サヤカ:世代

 私は晴さんに連れられ、警察庁の近くのそば屋に来た。いつもコンビニで済ませていたし、外食を食べるのは久しぶりだ。奢ってくれるのならなおさらだ。晴さんは店に着いてからしばらくの間、携帯で誰かにメールを送っていたようだ。そして、何も注文してこない私たちに若い店員が近寄ってきた。

「かき揚げそば定食ですか?」

「ここの蕎麦、ホント美味しいよ。私の上司と外食するときはいつもここに食べに来てるんだ。あ、私は大を一つ。サヤカちゃんは何にするか決めた?」

「私は……同じのを小で、1つ」

「ほらほら、遠慮しなくていいんだよ。私に奢らせてよ」

「……じゃあ、中で」

「かしこまり! カ、大中イチでーす!」

まず、かき揚げそば定食ですか、と聞かれた時点で委縮してしまったが、それより、カ、って何だ。略されすぎてない? 8文字を1文字で表現して伝わるものなのか? とか指折りしながら考えているのを、さっき店員にかき揚げそば定食をカ、と呼ばれていたのを聞いてすらいなかったような晴さんはニヤニヤしながら見ていた。

「私たちがかき揚げそば定食しか食べないもんだから、面倒くさくなって略して言おうって言ってるうちに、一文字でいっか、ってなったんだって」

「どれだけ食べに来てるんですか」

私が以前やっていたバイトは、普通のチェーン店だった。出てくる紙の通り料理をしていただけだったので、こういう、個人経営特有の風習を見るのは新鮮で、面白かった。たまには外食もするべきかなあ、とも思った。高いのさえ何とかしてくれれば……。店の奥から、いかにも店長といった感じの、いかつい男性が大きいお盆を持って出てきた。この時期に合ってない半袖の服から出ている腕の筋肉はしなやかで鋭いうえに、盛り上がっていて堅そうだった。
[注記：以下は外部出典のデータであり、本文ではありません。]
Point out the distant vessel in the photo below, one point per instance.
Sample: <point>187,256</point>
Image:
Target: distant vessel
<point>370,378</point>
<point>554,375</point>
悠佑もこれくらい鍛えればいいのに。

「はい、かき揚げそば定食の大と中1つずつ。おう晴ちゃん、今日は別の子が来てるね。もう後輩を持てたのかい?」

「いやいや、私の友人ですよ。せっかくだから、食べに来ようと思って」

「サヤカって言います」

「そうかい。俺はこの店の店長だ。店長さんと呼んでくれ。じゃあサヤカちゃん、晴ちゃんと仲良くな。この店もごひいきに。おい! 大根おろしのおろし方甘いだろ! 手ぇ抜くな!」

店長さんは店の奥に戻ってそうそう怒鳴り声をあげた。まあ、怒鳴られるのは慣れてるから、そう驚きもしなかった。むしろ、あの筋肉もりもりの店長さんに劣らないほど怒鳴ることができる朝平さんこそ何者なんだ。そばも届いたことだし、早速食べた。なるほど。確かにおいしい。コンビニで売ってるのも悪くはないが、やはり店で食べるのとでは違いがはっきりしている。孤独なままではなく、晴さんと食べに来ているわけだし、食べながら何か話をしようかと思っていたが、箸はそばを全て平らげるまで止まろうとしなかった。私が食べ終わる頃には、晴さんはとっくに食事を済ませていたようだ。さすが店長さんに顔を覚えられているだけあって食べ慣れている。

「どう? お口に合いました?」

「はい。おいしかったです」

「なら良かった。機会があったら、また食べに来ようね」

「それにしても、晴さんも、よくこんなおいしい店を見つけましたね」

「まあ、もともと警察庁から近かったからなんだけどね。私がここに初めて来たのは私の上司に連れていかれてだったんだ。その私の上司も、さらにその上司の人に奢ってくれるって言われて初めて来たんだって」

「はあ。すごいですね。世代を渡って食べさせてくれる、みたいな」

「そうなんだよね。十年前の苦しんでた時期に初めて食べたこの味が忘れられなくてさ。あ、お金は私が出すからね。財布出さなくていいよ」

「でも、私が自分で払いたいです。そのくらい美味しかったです」

「ハハ、偉いなサヤカちゃん。特別に無料にしてやるよ。晴ちゃんはちゃんと払えよ」

「いいんですか?」

「おうとも。常連さんが増えるのが俺の何よりの楽しみだからな」

「ありがとうございます。また食べに行きます」

「こちらこそな。食ってくれてありがとうよ」

店を出ると、ちょうどいい気温の中、さわやかな太陽が私たちを照らしていた。